Overall survival and recovery rates were also similar between those patients who did and didn’t receive canakinumab.

The drug is a type of monoclonal antibody – it relies on synthetically made immune system particles.

While some monoclonal antibodies have been useful in treating COVID-19 patients, not all treatments are successful, and the team says more research is needed in this area.

As researchers have sought to find treatments that help save Covid patients’ lives, one common strategy has been repurposing drugs used against other diseases.

For example, the antiviral drug remdesivir was first developed to treat hepatitis C. It’s now one of the most-used treatments for hospitalized Covid treatments.

The Food and Drug Administration (FDA) has given Emergency Use Authorization to several monoclonal antibody treatments that target Covid.

Researchers are now investigating other, similar treatments – including canakinumab, a monoclonal antibody treatment commonly used to treat a childhood arthritis condition.

The researchers tested this arthritis drug through a randomized, double-blind, placebo control trial – meaning that patients were randomly assigned to receive the drug or a placebo without knowing which they got.

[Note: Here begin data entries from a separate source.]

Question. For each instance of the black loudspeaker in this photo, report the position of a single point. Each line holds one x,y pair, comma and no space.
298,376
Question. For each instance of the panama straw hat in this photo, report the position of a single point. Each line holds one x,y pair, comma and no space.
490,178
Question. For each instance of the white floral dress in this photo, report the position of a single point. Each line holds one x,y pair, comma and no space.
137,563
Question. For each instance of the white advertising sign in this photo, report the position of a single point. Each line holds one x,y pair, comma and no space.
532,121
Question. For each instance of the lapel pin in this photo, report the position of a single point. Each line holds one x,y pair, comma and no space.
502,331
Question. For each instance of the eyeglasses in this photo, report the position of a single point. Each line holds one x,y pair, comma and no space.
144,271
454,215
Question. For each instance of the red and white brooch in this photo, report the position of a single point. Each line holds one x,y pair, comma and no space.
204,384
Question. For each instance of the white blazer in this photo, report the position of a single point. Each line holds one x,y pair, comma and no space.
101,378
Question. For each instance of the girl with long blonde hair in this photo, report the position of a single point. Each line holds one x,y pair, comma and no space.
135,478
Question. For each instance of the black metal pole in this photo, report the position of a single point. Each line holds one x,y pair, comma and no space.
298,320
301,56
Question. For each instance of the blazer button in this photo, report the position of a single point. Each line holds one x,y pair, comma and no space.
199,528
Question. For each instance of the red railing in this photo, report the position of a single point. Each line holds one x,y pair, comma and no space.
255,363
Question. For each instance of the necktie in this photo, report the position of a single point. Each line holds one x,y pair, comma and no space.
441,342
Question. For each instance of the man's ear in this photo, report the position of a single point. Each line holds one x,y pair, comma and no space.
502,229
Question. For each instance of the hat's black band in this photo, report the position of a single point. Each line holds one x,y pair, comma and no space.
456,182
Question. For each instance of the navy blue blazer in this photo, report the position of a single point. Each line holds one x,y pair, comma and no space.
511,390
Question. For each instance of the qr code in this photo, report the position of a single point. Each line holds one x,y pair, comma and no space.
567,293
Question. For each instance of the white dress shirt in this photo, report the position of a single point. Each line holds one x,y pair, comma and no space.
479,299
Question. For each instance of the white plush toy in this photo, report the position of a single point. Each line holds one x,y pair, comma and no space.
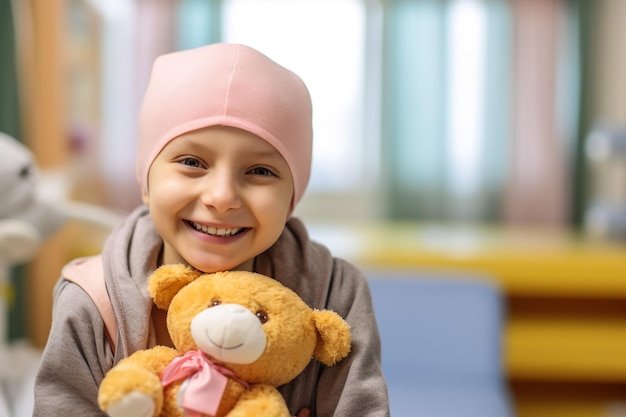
27,219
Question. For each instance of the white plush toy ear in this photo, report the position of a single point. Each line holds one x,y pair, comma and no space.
19,241
333,337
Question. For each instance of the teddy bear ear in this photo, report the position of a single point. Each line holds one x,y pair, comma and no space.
167,280
334,339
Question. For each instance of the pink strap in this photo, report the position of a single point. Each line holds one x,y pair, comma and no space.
207,382
88,273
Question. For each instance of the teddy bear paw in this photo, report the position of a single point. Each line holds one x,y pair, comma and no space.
135,404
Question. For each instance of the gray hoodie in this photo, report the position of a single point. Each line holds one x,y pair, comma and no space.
78,355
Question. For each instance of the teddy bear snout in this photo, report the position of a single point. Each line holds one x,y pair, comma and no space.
229,333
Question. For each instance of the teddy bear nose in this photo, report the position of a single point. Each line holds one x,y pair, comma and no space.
230,333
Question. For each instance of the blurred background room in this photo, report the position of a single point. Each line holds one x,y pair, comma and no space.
461,137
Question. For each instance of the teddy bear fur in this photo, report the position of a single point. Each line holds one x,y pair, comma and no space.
295,334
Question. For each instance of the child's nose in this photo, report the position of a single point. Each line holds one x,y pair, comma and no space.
220,192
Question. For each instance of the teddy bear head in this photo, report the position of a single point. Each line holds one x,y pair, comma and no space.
250,323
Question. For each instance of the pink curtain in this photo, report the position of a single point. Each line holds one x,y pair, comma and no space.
538,183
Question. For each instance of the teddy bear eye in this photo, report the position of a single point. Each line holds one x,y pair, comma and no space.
262,315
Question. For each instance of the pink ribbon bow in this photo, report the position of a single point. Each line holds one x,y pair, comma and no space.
207,382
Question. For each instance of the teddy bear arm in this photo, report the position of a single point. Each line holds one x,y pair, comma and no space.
136,378
263,400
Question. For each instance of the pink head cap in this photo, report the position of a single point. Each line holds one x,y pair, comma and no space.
227,85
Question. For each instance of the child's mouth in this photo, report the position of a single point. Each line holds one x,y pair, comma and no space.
215,231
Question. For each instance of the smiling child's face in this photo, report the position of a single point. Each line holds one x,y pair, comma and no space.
218,196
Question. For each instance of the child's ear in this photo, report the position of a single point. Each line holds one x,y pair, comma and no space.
167,280
333,337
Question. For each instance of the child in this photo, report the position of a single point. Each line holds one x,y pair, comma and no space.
224,156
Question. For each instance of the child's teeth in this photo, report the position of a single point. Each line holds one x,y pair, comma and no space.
217,231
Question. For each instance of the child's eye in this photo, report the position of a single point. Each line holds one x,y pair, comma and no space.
190,162
262,171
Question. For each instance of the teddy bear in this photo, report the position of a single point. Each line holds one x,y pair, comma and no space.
237,335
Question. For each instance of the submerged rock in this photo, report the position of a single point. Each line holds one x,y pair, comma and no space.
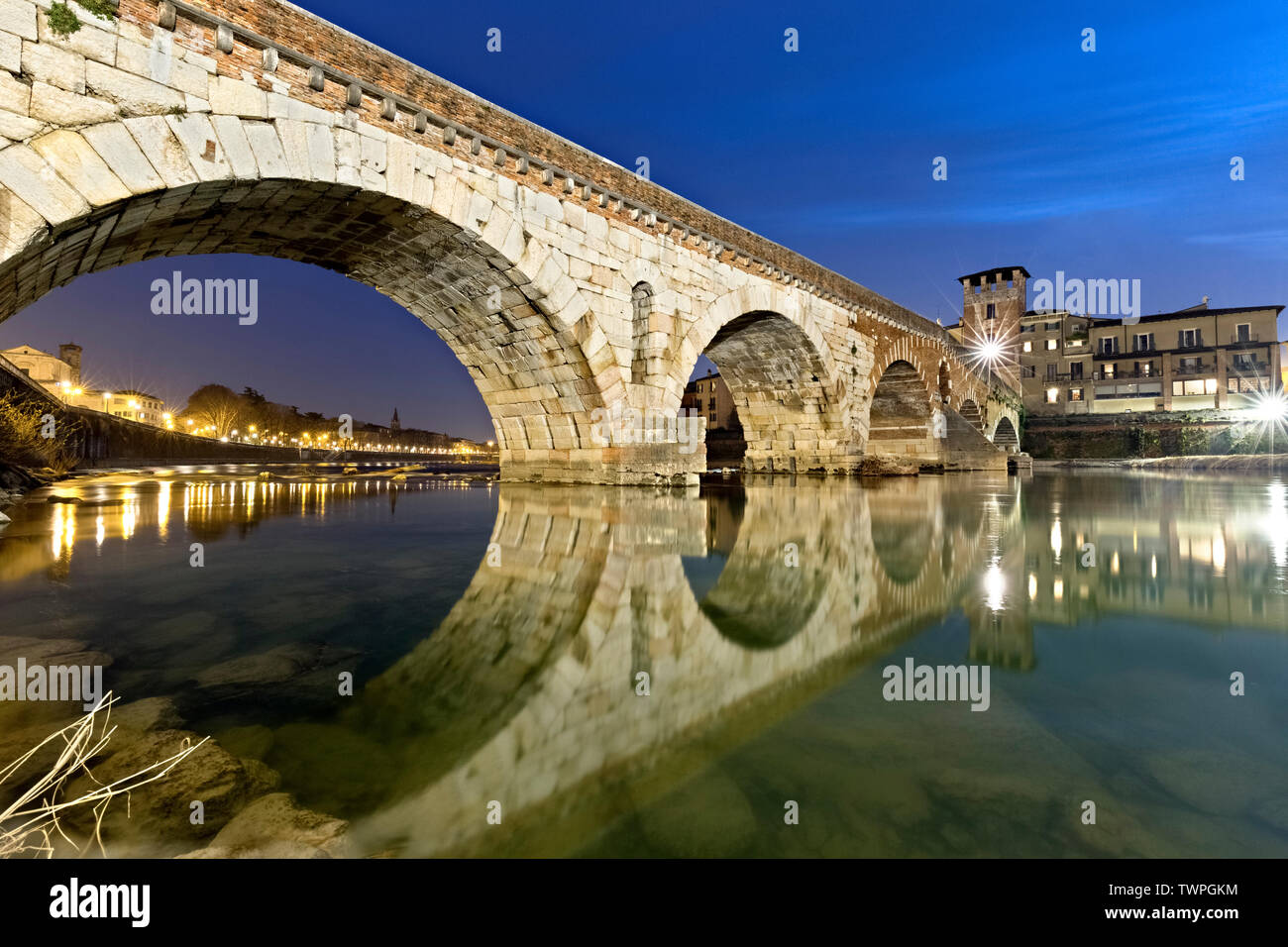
273,826
155,819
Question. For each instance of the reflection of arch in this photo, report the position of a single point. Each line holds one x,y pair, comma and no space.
464,266
901,410
765,592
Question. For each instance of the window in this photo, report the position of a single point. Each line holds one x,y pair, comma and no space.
642,304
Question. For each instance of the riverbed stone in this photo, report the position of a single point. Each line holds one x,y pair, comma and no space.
274,826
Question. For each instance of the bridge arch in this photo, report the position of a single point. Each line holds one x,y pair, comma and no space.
901,412
791,399
442,249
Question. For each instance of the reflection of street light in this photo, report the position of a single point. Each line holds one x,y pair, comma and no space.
1270,406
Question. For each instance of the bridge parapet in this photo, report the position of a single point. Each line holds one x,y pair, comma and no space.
566,283
403,98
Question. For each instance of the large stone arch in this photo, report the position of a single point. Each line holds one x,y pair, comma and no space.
791,399
120,192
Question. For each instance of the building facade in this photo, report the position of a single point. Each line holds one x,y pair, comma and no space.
1180,361
1070,364
60,376
708,395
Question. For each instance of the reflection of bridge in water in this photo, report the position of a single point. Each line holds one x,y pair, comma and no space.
527,692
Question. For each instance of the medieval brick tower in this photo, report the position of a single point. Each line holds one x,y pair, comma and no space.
993,300
71,354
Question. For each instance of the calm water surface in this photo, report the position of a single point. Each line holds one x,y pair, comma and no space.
496,635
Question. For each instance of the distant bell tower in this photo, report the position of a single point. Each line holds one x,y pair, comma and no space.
69,354
993,300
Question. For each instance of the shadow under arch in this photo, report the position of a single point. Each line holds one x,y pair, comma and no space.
901,410
774,570
789,399
526,360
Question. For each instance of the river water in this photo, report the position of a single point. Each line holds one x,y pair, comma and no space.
618,672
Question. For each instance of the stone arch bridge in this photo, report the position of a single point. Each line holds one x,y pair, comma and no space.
568,286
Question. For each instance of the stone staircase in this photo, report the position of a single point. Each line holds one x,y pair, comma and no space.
967,449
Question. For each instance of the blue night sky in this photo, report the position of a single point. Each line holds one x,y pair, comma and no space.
1113,163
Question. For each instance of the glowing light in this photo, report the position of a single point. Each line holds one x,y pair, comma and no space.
995,587
1270,407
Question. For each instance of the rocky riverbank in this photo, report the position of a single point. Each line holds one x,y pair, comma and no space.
244,813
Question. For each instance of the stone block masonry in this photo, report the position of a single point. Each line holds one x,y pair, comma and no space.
561,279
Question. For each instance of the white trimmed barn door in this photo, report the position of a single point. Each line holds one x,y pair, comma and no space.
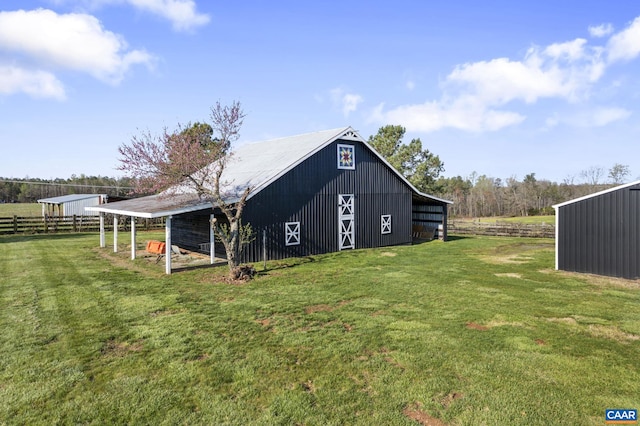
346,233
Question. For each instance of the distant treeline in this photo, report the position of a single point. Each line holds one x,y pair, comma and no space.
483,196
28,190
475,196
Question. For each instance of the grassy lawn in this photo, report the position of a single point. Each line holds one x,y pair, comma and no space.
20,209
472,331
529,220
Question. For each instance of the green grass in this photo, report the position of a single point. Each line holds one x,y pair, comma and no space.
20,209
472,331
529,220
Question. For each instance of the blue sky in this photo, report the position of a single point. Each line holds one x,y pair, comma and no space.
500,88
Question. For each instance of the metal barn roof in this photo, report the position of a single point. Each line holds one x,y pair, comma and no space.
69,198
254,165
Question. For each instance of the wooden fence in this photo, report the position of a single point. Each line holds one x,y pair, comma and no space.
53,224
502,229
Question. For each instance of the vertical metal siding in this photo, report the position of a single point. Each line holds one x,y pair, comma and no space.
309,194
71,208
601,235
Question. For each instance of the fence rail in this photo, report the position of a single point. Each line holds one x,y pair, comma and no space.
53,224
502,229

Within that first month, patients in the drug and placebo groups had similar chances of survival.

By the end of the study month, 80 patients in the canakinumab group (35.2 percent) had no evidence of infection – the same was true for 68 patients of the placebo group (30.4 percent). Similar numbers of both groups went home from the hospital.

The researchers concluded that this monoclonal antibody didn’t significantly improve patients’ chances of survival.

Why did this trial not find that canakinumab helped Covid patients when other monoclonal antibodies have received FDA approval?

It’s possible that other treatments the patients received may have interfered with results.

Additionally, experts at the National Institutes of Health recommend that, if a patient is to receive monoclonal antibody treatment, it should start as soon as that patient tests positive for Covid.

In future research on monoclonal antibody treatments, more rigidly standardized trials may help researchers see conclusive results.